HEK293AAV cells (Agilent, 240073) were maintained in DMEM with GlutaMAX and sodium pyruvate (Thermo Fisher, 10569-010) supplemented with 10% HI FBS (Thermo Fisher) at 37 °C and 5% CO2. HTB9 cells (ATCC, 5637) were maintained in RPMI-1640 with L-glutamine and sodium bicarbonate (Sigma, R8758) supplemented with 10% HI FBS (Thermo Fisher) and 1% MEM non-essential amino acids solution (Thermo Fisher, 11140050) at 37 °C and 5% CO2. Both HTB9 and HEK293AAV cells were transfected via lipofection. After cells reached ~80% confluency, they were washed with PBS, pH 7.2 (Thermo Fisher, 20012-027) before being treated with TrypLE Express (Thermo Fisher, 12604). 30,000 cells were added to each well of a 48-well plate one day before transfection. For each well, 750 ng of base-editor plasmid, 250 ng of gRNA plasmid, and 20 ng of GFP plasmid were transfected into these cells using Lipofectamine 3000 (Invitrogen, L3000015) according to the manufacturer’s protocol. The media were replaced with fresh media 24 h after transfection. No selection was done on the cells. For prime editing, 750 ng of PE plasmid, 250 ng of pegRNA, and 83 ng of sgRNA were used for transfection. 72 h after lipofection, media were removed; cells were washed with 50 μL PBS, pH 7.2, and genomic DNA was extracted using 50 μL of Quick Extract DNA Extract Solution (Lucigen, QE09050) per well according to manufacturer’s protocol. All sample sizes indicate biological replicates.

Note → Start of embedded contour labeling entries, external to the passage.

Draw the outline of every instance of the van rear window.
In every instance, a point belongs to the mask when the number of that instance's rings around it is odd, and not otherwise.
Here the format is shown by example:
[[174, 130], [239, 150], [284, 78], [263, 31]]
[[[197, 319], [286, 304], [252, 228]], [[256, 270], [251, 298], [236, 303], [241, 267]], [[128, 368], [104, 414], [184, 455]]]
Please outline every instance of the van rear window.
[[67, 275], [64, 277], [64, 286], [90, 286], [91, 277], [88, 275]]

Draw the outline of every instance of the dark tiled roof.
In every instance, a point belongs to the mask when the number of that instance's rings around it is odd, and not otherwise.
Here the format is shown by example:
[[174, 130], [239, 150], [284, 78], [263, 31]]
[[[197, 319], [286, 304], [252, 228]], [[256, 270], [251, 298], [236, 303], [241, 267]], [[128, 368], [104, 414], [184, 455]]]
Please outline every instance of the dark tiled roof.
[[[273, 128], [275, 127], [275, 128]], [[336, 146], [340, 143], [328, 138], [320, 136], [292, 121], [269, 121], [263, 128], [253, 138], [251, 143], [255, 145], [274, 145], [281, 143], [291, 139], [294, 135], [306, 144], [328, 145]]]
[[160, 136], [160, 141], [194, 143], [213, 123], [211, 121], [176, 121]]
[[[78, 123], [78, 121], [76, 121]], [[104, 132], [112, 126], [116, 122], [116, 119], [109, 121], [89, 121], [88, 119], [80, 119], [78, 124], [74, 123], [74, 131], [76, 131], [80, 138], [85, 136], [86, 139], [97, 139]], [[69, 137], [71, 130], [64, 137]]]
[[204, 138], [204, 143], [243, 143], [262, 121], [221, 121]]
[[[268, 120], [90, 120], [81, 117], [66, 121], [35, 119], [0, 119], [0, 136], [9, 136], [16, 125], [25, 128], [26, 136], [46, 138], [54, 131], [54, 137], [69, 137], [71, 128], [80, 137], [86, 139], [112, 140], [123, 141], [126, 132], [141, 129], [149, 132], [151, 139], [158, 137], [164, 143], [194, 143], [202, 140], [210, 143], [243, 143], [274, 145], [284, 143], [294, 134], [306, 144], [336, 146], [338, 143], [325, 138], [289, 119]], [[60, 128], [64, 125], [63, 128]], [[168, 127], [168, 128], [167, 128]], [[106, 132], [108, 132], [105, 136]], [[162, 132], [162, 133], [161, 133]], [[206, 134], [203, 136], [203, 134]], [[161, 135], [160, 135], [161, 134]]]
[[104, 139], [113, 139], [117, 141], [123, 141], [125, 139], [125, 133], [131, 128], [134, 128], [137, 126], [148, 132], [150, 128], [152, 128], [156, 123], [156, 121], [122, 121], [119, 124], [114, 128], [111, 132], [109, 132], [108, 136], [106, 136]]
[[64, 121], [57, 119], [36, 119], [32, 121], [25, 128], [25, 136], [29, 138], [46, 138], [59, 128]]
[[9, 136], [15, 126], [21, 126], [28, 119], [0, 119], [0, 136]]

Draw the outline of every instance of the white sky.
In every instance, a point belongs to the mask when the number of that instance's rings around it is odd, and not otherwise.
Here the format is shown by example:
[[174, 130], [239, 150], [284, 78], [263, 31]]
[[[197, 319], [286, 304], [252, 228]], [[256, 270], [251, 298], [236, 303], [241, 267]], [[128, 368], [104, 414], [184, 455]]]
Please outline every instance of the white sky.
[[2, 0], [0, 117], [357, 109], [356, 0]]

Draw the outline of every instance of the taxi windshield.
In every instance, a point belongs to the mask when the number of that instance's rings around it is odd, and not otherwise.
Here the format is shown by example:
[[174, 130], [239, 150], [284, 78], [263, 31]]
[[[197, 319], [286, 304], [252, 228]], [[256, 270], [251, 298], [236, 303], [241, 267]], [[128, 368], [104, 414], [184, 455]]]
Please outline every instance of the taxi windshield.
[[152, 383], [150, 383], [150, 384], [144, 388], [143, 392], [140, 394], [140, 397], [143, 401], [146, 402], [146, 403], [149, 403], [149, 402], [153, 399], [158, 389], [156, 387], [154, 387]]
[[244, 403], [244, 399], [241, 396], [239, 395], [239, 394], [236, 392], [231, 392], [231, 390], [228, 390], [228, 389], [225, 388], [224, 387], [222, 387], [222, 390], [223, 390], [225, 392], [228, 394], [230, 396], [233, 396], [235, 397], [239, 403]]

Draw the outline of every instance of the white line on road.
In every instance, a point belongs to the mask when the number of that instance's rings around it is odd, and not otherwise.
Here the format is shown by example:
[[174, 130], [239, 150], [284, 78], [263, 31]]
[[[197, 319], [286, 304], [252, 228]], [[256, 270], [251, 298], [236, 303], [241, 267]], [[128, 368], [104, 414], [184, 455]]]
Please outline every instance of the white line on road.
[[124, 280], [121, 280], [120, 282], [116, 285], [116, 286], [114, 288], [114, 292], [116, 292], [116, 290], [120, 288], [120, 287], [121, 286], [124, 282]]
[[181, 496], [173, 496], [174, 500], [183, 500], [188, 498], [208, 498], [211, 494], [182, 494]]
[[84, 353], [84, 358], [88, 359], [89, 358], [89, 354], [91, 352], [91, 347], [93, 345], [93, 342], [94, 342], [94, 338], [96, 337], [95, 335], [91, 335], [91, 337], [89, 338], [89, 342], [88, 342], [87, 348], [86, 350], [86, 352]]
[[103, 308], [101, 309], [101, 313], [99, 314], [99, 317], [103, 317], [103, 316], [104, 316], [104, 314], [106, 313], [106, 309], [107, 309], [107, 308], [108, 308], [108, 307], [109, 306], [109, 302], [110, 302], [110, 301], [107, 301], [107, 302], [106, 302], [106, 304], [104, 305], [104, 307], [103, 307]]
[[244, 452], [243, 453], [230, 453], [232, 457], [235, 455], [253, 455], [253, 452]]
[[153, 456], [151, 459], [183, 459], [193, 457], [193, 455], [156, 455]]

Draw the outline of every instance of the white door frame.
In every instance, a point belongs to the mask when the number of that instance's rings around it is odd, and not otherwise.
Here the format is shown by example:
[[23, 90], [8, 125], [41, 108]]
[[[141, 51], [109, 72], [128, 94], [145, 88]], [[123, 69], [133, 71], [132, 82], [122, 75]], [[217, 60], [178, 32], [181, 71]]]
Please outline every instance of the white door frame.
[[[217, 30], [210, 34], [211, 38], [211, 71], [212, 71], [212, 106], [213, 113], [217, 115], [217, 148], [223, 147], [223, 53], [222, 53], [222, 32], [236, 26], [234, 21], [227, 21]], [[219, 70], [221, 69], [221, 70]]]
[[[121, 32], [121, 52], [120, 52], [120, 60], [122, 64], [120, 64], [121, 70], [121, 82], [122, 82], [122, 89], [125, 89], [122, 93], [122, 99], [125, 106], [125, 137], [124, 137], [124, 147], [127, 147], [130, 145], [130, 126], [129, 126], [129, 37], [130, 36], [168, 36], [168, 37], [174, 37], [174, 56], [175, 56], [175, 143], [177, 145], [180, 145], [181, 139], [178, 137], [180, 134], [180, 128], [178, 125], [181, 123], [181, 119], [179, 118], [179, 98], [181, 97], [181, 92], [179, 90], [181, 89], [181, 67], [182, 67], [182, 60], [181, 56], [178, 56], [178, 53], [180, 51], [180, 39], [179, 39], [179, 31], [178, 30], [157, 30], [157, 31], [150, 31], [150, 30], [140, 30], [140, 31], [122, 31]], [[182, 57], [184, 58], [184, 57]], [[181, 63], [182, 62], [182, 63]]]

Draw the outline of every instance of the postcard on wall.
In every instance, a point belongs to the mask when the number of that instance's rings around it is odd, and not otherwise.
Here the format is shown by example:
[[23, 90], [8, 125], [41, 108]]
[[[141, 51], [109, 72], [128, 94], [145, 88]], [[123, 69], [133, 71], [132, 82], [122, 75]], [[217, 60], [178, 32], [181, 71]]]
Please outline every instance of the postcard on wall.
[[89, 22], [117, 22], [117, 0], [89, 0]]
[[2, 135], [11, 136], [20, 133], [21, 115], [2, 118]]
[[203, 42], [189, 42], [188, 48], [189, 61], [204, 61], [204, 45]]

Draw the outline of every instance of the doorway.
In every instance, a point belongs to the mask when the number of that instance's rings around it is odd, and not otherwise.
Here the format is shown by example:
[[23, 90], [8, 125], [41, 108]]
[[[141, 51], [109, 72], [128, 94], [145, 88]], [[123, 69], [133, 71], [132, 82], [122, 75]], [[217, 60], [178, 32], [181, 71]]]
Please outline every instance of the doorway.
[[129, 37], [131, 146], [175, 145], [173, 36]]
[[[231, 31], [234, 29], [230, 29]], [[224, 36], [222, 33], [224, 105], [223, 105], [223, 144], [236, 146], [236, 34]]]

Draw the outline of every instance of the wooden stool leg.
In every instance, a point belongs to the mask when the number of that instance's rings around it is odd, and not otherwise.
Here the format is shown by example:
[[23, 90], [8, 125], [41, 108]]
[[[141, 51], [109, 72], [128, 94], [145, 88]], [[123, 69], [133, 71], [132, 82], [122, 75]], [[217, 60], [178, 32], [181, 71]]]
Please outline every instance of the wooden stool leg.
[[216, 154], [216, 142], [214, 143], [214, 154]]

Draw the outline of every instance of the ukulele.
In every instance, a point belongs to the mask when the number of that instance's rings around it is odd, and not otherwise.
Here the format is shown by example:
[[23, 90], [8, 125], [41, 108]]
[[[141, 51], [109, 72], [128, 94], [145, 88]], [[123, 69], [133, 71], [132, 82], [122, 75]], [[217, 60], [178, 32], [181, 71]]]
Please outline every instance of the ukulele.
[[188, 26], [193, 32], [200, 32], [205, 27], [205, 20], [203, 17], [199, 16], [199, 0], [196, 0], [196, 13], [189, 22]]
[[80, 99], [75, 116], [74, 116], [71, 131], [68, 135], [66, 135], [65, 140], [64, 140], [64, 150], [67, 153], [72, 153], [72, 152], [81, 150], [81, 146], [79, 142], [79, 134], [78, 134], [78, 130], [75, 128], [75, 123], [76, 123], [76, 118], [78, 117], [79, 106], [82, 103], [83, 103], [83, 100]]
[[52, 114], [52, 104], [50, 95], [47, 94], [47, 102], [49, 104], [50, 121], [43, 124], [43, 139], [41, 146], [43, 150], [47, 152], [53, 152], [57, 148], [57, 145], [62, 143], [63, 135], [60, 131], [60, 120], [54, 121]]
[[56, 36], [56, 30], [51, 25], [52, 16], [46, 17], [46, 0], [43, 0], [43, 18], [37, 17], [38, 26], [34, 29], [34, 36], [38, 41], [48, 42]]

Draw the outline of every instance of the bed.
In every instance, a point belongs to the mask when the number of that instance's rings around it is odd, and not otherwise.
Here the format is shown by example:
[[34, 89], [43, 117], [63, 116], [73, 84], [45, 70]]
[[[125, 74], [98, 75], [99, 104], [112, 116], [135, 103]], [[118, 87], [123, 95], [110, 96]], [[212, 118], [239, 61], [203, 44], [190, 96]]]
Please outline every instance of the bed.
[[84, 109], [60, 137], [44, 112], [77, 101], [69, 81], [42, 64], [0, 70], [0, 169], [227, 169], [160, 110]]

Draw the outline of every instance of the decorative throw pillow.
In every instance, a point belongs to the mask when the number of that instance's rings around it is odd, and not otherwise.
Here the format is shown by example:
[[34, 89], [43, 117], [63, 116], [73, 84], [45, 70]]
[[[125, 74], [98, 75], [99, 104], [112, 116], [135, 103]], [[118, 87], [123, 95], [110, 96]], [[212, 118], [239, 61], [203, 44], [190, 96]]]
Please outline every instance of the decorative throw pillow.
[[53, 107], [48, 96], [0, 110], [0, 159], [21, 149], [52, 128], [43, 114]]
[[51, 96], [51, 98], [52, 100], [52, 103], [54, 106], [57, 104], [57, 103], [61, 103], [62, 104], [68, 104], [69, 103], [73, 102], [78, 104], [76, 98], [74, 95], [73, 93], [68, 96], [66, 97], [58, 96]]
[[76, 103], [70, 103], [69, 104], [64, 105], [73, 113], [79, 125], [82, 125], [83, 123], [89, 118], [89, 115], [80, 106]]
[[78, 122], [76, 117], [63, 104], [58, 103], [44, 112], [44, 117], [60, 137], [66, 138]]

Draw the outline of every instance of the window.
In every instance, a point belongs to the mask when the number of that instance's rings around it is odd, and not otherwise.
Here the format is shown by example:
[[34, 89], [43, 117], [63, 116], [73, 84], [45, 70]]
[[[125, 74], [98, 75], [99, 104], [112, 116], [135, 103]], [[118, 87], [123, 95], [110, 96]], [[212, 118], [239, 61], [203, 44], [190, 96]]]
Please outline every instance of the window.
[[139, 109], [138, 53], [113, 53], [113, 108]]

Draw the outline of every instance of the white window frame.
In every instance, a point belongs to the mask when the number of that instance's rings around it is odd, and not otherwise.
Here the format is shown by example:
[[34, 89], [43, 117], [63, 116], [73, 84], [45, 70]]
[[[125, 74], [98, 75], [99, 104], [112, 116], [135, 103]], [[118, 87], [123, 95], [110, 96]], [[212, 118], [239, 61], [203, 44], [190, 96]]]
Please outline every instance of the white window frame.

eHAP cells (Horizon Discovery, C669) were maintained in IMDM (Thermo Fisher, 31980-030) supplemented with 10% FBS at 37 °C and 5% CO2. 200,000 cells were nucleofected with 750 ng of base editor and 250 ng of gRNA expression plasmids using the SE Cell Line 4D-Nucleofector X Kit S (Lonza) and program DS-138 on the 4D X-Unit. Cells were harvested 72 h after nucleofection without any selection.

H9 stem cells (WiCell, WA09) were maintained in mTeSR1 (Stemcell technology, 85850). 200,000 cells were nucleofected with 1500 ng of base editor and 500 ng of gRNA expression plasmids using the P3 Primary Cell kit (Lonza, V4XP-3024) and program hES H9 program on the 4D X-Unit. Cells were harvested 72 h after nucleofection without any selection.

Sequencing of genomic DNA

Sites of interest were prepared for high-throughput sequencing via two PCR amplifications – the first PCR amplifies the region of interest while the second PCR adds appropriate sequencing barcodes. Briefly, after Quick Extract treatment, genomic DNA from 1 uL of cell lysate was amplified in a 25 uL reaction using Q5 DNA polymerase (NEB, M0491). Primers for PCR1 are listed in Supplementary Table 3. Without further purification, 1 uL of PCR1 reaction mixture was used for PCR2 (25 uL reaction). Primers for the PCR2 are based off Illumina adaptors. Amplicons from the PCR2 were then pooled and gel extracted (Promega, A9282) to make the final library, which was quantified via Qubit fluorometer (Thermo Fisher) and sequenced on an Illumina iSeq 100 according to the manufacturer’s protocol. The resultant FASTQ files were analyzed using CRISPResso234. All sample sizes indicate biological replicates.

Statistical analyses were performed on MATLAB R2016a, Microsoft Excel 2016, and GraphPad Prism 9. Weblogos were created using Weblogo 335.

Reporting summary

Further information on research design is available in the Nature Research Reporting Summary linked to this article.